Monday, February 8, 2010

End of an Era

This entry is not about ham radio. I live and work in a town that is scattered with remembrances of manned space flight. One of the local high schools has a 2 stage rocket in front of it. The other high school is named "Astronaut". Many of the grade schools hold names like Apollo or Challenger. We have parks with monuments to Mercury and Gemini.

If you look across the river from the hospital I work in, you can see the VAB the vehicle assembly building, where the shuttle is readied for launch.

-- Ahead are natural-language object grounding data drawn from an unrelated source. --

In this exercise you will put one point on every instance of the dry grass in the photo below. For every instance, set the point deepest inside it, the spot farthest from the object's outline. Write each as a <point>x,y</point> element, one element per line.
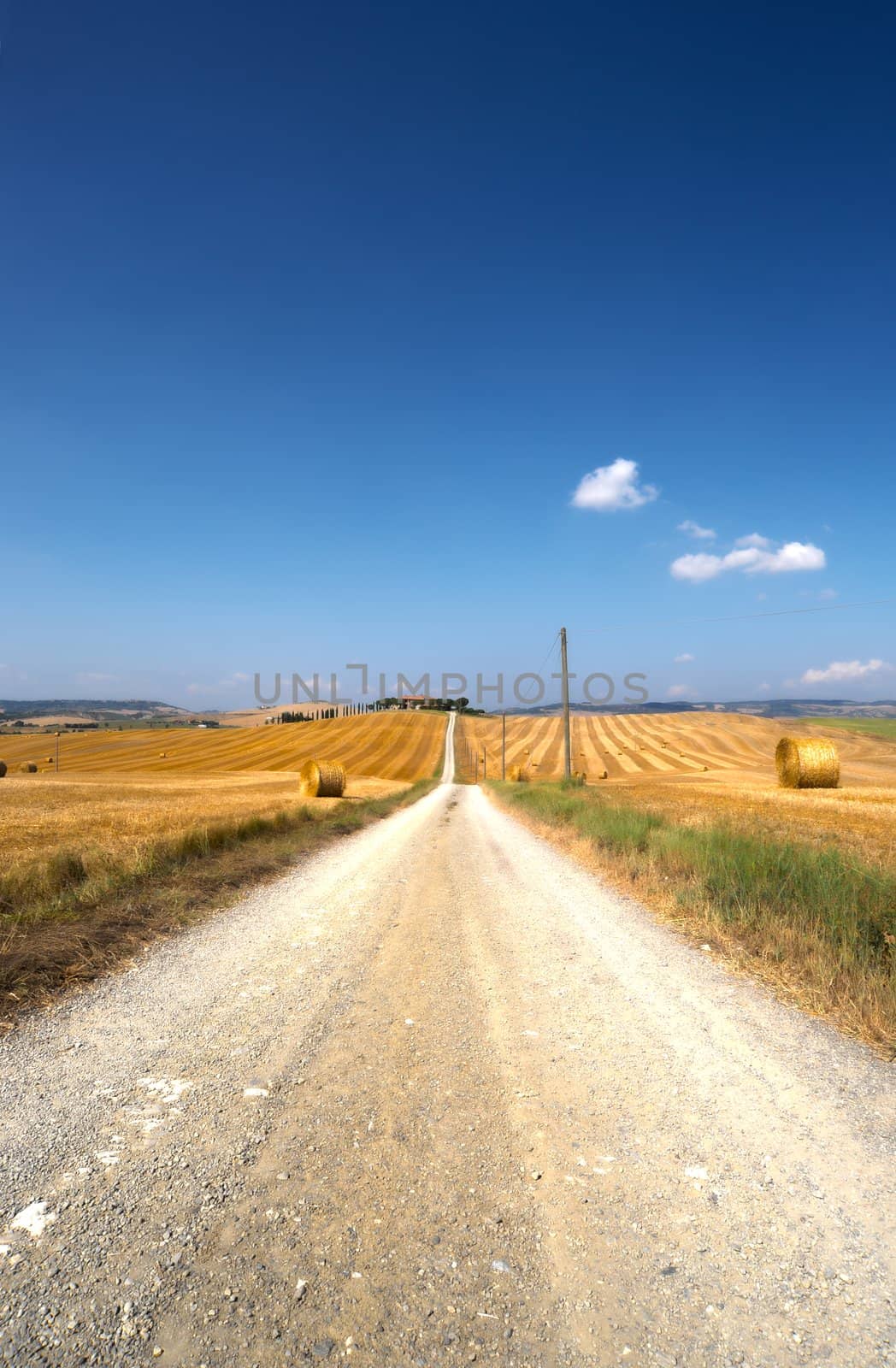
<point>651,747</point>
<point>118,797</point>
<point>400,746</point>
<point>102,818</point>
<point>72,918</point>
<point>814,923</point>
<point>857,821</point>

The VAB is 525 ft tall. The Statue of Liberty is 305. The volume of the VAB is 129,428,000 cub ft. The volume of the Pentagon is 77,025,000 cu ft. The VAB equals 3.5 Empire State Buildings. It covers 8 acres. To paint the flag on the building required 6,000 gallons of paint. It is hardened to beyond a cat 4 hurricane, something greater than 140mph sustained winds

The Space center sits on a little jut of land called Merritt Island that sits next to the Atlantic:

You can see launch pad A and B next to the ocean I live out in the sticks in the upper left corner of this picture in a place called Turnbull and I work in Titusville a few miles south.

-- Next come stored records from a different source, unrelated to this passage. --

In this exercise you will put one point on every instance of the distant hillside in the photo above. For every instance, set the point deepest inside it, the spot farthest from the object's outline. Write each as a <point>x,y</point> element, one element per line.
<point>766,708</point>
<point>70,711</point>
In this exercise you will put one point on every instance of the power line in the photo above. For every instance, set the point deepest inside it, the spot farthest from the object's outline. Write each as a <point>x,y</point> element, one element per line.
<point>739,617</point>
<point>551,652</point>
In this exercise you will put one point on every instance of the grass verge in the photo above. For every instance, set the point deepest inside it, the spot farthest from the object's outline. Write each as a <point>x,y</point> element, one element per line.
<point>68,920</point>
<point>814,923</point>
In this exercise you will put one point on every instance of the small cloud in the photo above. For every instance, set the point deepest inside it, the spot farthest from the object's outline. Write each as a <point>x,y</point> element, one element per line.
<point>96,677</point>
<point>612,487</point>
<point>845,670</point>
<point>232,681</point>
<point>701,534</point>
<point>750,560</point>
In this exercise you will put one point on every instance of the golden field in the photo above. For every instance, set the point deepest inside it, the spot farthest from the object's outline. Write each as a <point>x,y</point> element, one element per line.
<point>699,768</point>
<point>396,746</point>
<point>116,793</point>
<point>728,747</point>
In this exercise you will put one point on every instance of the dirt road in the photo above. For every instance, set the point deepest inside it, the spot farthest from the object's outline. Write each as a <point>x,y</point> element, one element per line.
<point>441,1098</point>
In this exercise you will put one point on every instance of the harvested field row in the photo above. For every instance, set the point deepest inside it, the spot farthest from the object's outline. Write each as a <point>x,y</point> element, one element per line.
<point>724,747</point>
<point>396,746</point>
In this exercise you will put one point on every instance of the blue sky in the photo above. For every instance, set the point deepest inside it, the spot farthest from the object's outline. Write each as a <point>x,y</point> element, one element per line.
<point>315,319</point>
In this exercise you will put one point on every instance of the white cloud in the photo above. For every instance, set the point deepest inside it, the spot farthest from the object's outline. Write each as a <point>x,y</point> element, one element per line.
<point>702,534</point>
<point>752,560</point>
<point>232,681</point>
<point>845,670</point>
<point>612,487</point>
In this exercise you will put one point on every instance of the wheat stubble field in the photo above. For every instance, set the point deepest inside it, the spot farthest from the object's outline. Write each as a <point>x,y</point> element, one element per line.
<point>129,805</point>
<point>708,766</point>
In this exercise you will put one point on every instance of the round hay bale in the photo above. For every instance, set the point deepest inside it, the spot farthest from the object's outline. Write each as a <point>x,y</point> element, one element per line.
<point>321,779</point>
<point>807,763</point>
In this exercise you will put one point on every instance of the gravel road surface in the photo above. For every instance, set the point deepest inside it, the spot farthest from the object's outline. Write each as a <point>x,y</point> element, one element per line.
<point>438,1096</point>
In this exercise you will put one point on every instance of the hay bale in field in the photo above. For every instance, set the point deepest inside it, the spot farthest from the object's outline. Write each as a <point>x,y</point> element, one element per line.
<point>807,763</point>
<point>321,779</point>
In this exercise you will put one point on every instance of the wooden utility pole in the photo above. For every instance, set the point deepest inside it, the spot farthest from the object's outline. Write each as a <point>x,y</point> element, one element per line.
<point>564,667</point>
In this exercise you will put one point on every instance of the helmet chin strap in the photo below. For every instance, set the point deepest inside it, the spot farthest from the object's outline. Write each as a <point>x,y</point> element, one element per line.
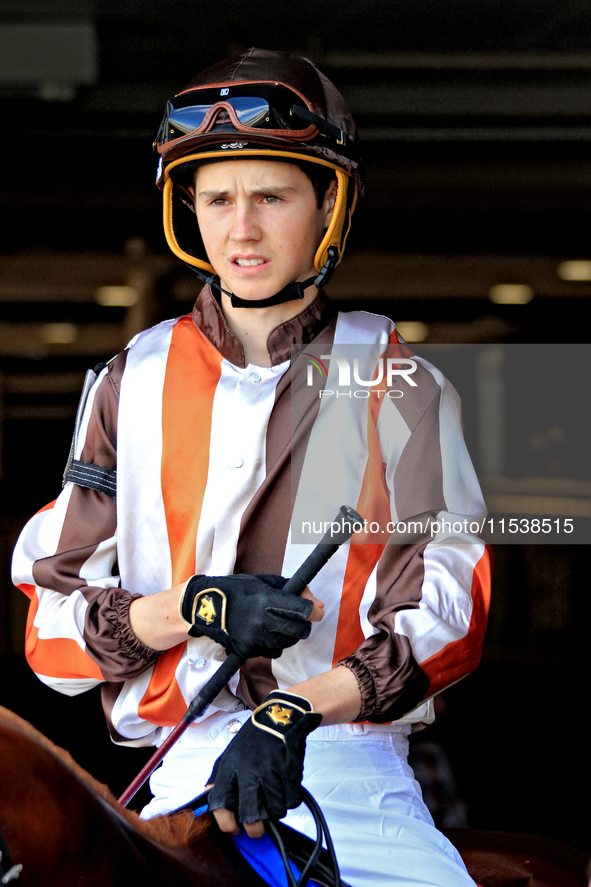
<point>289,293</point>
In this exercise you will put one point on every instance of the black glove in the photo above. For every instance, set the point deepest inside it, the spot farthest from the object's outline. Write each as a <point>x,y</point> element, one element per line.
<point>248,615</point>
<point>259,776</point>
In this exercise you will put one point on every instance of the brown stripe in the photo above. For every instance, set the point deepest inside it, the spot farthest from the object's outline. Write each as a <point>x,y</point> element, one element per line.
<point>265,523</point>
<point>421,458</point>
<point>91,517</point>
<point>110,640</point>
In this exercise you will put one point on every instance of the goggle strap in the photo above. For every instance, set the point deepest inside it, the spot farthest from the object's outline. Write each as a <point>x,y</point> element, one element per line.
<point>341,136</point>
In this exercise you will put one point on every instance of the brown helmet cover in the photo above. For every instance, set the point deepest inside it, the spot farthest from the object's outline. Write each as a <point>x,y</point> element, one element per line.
<point>268,66</point>
<point>337,151</point>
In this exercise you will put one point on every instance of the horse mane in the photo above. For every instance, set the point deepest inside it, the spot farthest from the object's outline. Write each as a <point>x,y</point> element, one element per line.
<point>182,829</point>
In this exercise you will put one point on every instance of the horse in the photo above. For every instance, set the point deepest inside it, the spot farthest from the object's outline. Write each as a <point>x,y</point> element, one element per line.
<point>66,829</point>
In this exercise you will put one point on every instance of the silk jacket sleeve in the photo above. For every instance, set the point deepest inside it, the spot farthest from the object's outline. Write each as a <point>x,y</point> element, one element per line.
<point>426,624</point>
<point>78,631</point>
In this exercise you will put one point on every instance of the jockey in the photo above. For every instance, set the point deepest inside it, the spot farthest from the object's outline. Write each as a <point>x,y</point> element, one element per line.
<point>202,456</point>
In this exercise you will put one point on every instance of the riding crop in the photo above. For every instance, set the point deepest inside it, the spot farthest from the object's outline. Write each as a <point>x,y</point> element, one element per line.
<point>345,521</point>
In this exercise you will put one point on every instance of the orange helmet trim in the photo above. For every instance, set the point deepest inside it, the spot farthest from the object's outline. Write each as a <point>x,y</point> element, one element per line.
<point>335,235</point>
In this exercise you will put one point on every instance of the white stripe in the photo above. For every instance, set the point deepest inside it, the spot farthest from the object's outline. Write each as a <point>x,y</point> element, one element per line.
<point>68,686</point>
<point>144,552</point>
<point>96,570</point>
<point>61,615</point>
<point>237,453</point>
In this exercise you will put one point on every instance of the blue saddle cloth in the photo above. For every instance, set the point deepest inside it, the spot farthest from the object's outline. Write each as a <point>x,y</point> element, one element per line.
<point>263,856</point>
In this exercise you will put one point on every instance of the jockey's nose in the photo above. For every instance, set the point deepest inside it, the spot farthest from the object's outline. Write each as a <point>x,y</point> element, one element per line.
<point>245,226</point>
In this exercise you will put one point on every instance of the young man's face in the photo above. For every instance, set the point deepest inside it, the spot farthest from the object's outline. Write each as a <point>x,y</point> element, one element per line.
<point>260,224</point>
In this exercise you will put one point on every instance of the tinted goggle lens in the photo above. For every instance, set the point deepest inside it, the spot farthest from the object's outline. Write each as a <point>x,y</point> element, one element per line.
<point>256,112</point>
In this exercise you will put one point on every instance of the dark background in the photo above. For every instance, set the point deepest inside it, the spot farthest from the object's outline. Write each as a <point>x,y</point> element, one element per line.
<point>476,125</point>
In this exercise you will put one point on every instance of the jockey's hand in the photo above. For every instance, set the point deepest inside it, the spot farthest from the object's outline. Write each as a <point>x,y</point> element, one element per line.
<point>248,615</point>
<point>259,775</point>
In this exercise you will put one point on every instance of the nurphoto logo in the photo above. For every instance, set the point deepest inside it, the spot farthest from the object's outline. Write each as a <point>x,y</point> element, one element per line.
<point>387,370</point>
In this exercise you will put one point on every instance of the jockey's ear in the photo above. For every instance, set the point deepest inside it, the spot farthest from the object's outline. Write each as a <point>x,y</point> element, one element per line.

At a little past 4 this morning I witnessed the letter perfect liftoff of the last night launch of a manned space craft this country will likely ever perform, and it made me feel very very sad. The temperature was about about 45 F and 63 seconds after the candle was light, the tremendous wave of noise that is put off by the explosive power of such a device hit my house. Because of the cool temp the air was particularly dense and the rumble was very loud, and in that instant I realized I would hear that rumble only a couple more times until it would go silent likely forever. (63 sec*1100 ft per second at sea level =13 miles = the distance between me and the candle)

What started with Kennedy will end with Obama because there will be no political will to start up the program once it has closed. The energy barrier to reignite manned space flight will be too high. The thousands of trained technicians will disperse into the world, perhaps to places like China and India and Russia to man their space programs. The engineers and scientists will disperse as well and the whole superstructure of human capital will be laid to waste, and the expenditure of energy required to reignite manned space flight will never be expended. Other countries will take up the gauntlet, and other countries will reap the rewards, and yet another thing in which we presently lead the world will be no more. I think it's very short sighted.